New school civics course: How to spot fake news

WILLIAMSVILLE, N.Y. – Teachers from elementary school through college are telling students how to distinguish between factual and fictional news — and why they should care.As Facebook works with the Associated Press, FactCheck.org and other organizations...

New school civics course: How to spot fake news

WILLIAMSVILLE, N.Y. – Teachers from elementary school through college are telling students how to distinguish between factual and fictional news — and why they should care.

As Facebook works with the Associated Press, FactCheck.org and other organizations to curb the spread of fake and misleading news on its influential network, teachers say classroom instruction can play a role in deflating the kind of “Pope endorses Trump “ headlines during the 2016 presidential campaign.

“I think only education can solve this problem,” said Pat Winters Lauro, a professor at New Jersey’s Kean University who began teaching a course on news literacy this semester.

Like others, Lauro has found discussions of fake news can lead to politically sensitive territory. Some critics believe fake stories targeting Democratic presidential nominee Hillary Clinton helped Donald Trump overcome a deficit in public opinion polls, and President Trump himself has attached the label to various media outlets and unfavorable reports and polls.

“It hasn’t been a difficult topic to teach in terms of material because there’s so much going on out there,” Lauro said, “but it’s difficult in terms of politics because we have such a divided country and the students are divided, too, on their beliefs. I’m afraid sometimes that they think I’m being political when really I’m just talking about journalistic standards for facts and verification, and they look at it like ‘Oh, you’re anti-this or -that.’ ”

Judging what to trust was easier when the sources were clearer — magazines, newspapers or something else, said Kean senior Mike Roche, who is taking Lauro’s class. Now “it all comes through the same medium of your cellphone or your computer, so it’s very easy to blur the lines and not have a clear distinction of what’s real and what’s fake,” he said.

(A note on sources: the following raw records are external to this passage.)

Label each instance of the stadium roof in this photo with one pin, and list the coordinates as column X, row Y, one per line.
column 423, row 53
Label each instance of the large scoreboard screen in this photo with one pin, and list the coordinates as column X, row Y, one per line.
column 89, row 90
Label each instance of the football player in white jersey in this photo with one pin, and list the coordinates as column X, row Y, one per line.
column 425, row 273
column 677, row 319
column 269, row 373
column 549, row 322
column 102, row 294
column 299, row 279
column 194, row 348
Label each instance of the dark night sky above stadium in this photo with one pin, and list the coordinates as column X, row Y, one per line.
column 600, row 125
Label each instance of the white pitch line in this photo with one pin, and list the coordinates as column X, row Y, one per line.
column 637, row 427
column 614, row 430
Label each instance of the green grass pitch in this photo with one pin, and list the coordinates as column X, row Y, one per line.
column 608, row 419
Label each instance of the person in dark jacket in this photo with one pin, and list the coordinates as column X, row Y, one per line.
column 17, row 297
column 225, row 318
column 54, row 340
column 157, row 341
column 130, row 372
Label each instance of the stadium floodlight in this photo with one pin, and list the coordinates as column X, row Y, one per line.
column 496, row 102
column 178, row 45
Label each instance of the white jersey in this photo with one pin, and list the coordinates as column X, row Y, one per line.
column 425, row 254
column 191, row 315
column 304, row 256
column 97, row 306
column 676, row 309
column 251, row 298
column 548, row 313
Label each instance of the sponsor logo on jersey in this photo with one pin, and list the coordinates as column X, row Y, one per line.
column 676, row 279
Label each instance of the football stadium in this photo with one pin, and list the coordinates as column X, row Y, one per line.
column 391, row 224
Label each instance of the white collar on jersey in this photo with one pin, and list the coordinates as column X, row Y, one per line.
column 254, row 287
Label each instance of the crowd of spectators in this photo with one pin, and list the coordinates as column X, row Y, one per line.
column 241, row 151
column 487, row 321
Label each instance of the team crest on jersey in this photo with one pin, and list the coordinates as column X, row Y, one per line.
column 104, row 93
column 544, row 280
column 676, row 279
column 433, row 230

A California lawmaker has a bill to require the state to add lessons on how to distinguish between real and fake news to the grade 7-12 curriculum.

Lesley Battaglia, a government and politics teacher at Williamsville South High School in suburban Buffalo, N.Y., added fake news to his usual election-season lessons on primaries and presidential debates, discussing credible sites and sources and running stories through fact-checking sites like Snopes. There were also lessons about anonymous sources and satire.

“It’s kind of crazy,” 17-year-old student Hannah Mercer said, “to think about how much it’s affecting people and swaying their opinions.”

Stony Brook University’s Center for News Literacy pioneered the idea of educating future news consumers a decade ago. About four in 10 Americans often get news online, a 2016 Pew Research Center report found. Stony Brook last month joined with the University of Hong Kong to offer a free online course.

“To me, it’s the new civics course,” said Tom Boll, after wrapping up his own course on real and fake news at the Newhouse School at Syracuse University. With everyone now able to post and share, gone are the days of the network news and newspaper editors serving as the primary gatekeepers of information, Boll, an adjunct professor, said.

“The gates are wide open,” he said, “and it’s up to us to figure out what to believe.”